I make Random Forest model to the final one.
importance_DT = rf_clf_best.feature_importances_
col = []
val = []
combine = []
# summarize feature importance
for i,v in zip(X.columns, importance_DT):
combine.append((i, v))
# plot feature importance
plt.figure(figsize = (15, 5))
sort_features =sorted(combine, key = lambda x:x[1])
col = [feat[0] for feat in sort_features]
val = [feat[1] for feat in sort_features]
plt.barh(col, val, align='center')
plt.xlabel('Feature importance')
plt.ylabel('The features')
plt.show()
for i in range (16 , 11, -1):
print(col[i], val[i])
The top 5 important features:
total day charge 0.21184
customer service calls 0.16868
total intl calls 0.0846349709
international plan_yes 0.07813
total eve minutes 0.062427
### Check if there is special patten for the top five important features
# Plot the histogram for total day charge of customers who churned and not churned.
plt.figure(figsize=(15,6))
plt.subplot(1,2,1)
plt.hist(df_polished_4[df_polished_4['churn'] == 1]['total day charge'], density=True)
plt.xlabel('Total day charge')
plt.ylabel('Amount')
plt.title('Churned')
plt.subplot(1,2,2)
plt.hist(df_polished_4[df_polished_4['churn'] == 0]['total day charge'], density=True)
plt.xlabel('Total day charge')
plt.ylabel('Amount')
plt.title('Not churned')
plt.show()
The histograms for customers who churned and not churned show that the total day chare have a lot of overlap with each other.The customers who had total day charg more than 40 have more chance to churn the plan.
Plot the histogram for ‘customer service calls’ of customers who churned and not churned with similar code.
The histogram are similar to each other. However, the customer who had 4 international calls had higher chance to churn the plan.
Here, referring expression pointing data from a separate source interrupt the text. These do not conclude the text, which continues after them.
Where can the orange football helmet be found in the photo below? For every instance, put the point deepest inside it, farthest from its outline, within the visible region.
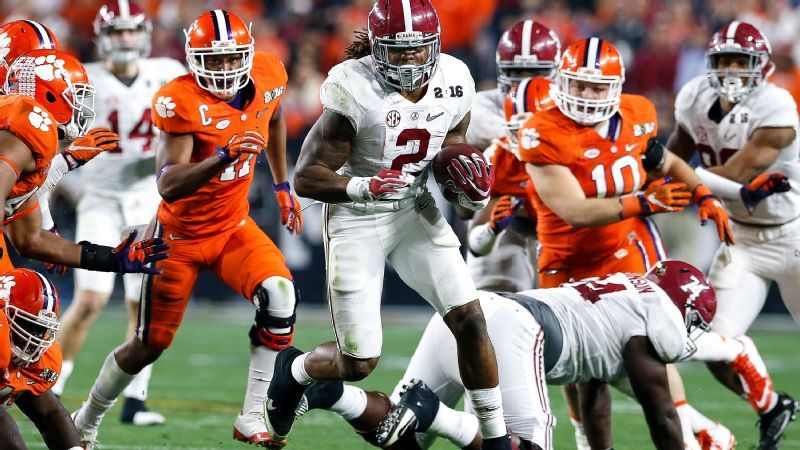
(31, 306)
(219, 33)
(528, 97)
(59, 84)
(20, 37)
(595, 61)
churn = df_polished_4[df_polished_4['churn'] == 1]['international plan_yes'].value_counts(normalize=True)
not_churn = df_polished_4[df_polished_4['churn'] == 0]['international plan_yes'].value_counts(normalize=True)
df_churn = pd.DataFrame([ churn, not_churn ], index =[' No', 'Yes'])
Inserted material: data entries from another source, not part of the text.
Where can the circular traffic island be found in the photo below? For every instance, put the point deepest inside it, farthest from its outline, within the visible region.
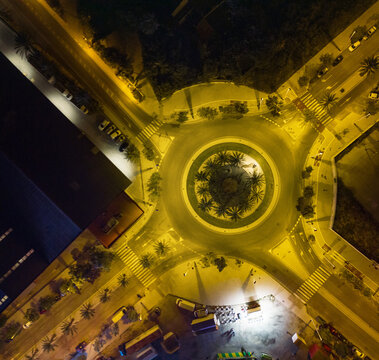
(230, 186)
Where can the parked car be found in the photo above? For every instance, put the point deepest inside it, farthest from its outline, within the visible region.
(352, 47)
(103, 124)
(120, 139)
(81, 347)
(371, 30)
(123, 146)
(27, 325)
(84, 109)
(110, 129)
(115, 134)
(322, 72)
(337, 60)
(358, 352)
(200, 313)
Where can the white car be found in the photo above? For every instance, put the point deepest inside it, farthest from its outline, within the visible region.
(27, 325)
(371, 30)
(103, 125)
(354, 46)
(84, 109)
(115, 134)
(67, 94)
(110, 129)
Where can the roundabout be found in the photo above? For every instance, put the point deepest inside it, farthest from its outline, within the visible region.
(267, 151)
(230, 184)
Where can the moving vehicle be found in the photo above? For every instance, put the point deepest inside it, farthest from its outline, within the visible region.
(170, 343)
(103, 124)
(140, 341)
(322, 72)
(199, 313)
(147, 354)
(358, 352)
(115, 134)
(110, 129)
(120, 139)
(371, 30)
(210, 322)
(186, 305)
(119, 314)
(123, 146)
(84, 109)
(337, 60)
(352, 47)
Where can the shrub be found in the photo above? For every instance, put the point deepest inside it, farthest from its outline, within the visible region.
(31, 315)
(303, 81)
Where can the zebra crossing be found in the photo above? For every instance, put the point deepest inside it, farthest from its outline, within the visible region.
(309, 287)
(145, 276)
(312, 104)
(149, 130)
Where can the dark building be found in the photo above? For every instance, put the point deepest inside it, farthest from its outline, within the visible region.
(53, 182)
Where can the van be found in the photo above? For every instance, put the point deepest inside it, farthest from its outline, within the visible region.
(147, 354)
(210, 322)
(118, 315)
(186, 305)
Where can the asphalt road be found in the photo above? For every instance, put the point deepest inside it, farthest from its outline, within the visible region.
(288, 158)
(350, 64)
(49, 34)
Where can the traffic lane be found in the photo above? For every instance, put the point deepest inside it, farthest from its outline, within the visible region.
(68, 53)
(282, 216)
(350, 63)
(343, 324)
df_churn.columns = ['not churn', 'churn']
print(df_churn)
df_churn.plot(kind = 'bar', xlabel = 'international plan', ylabel = 'Normalized amount')
plt.show()
not churn churn
No 0.721198 0.278802
Yes 0.933944 0.066056
This data show that the customers who have international plan have 27% chance to churn the service. But the customers who do not have the international plan have only 6.7% chance to churn the service.
Plot the histogram for ‘total eve minutes’ of customers who churned and not churned.
There is no clear relationship between total eve minutes and churn or not.
Plot the histogram for ‘total intl charge’ of customers who churned and not churned.
There is no clear relationship between total intl charge and churn or not.
# Conclusion
We polished our original data by removing the outlier and catalyzing the necessary columns. We then tested several models to fit out data and selected the best one, Random Forest. The final score of predicting is 0.83117, which is very high. By plotting the feature importance, we found that the top 5 weighted features are total day charge, customer service calls, international plan_yes, total intl calls, and eve minutes. We then plot the histogram of each feature separated by the customers who churn and not churn the plan. We found that customers who had day charge more than 40 or had customer service call four and more or had an international plan had a higher chance of churning the service. When investigating the features of total day charge and customer service calls, customers using Syriatel service more often have a higher chance of churning the service. Thus, Syriatel company can promote the service charge to attract people to use more of that. They also need to make the customer service friendlier and more professional to help customers address the problems. The international plan is also crucial for customers to churn the service. Based on this point, Syriatel can also make some memorable plans if more customers use the international program.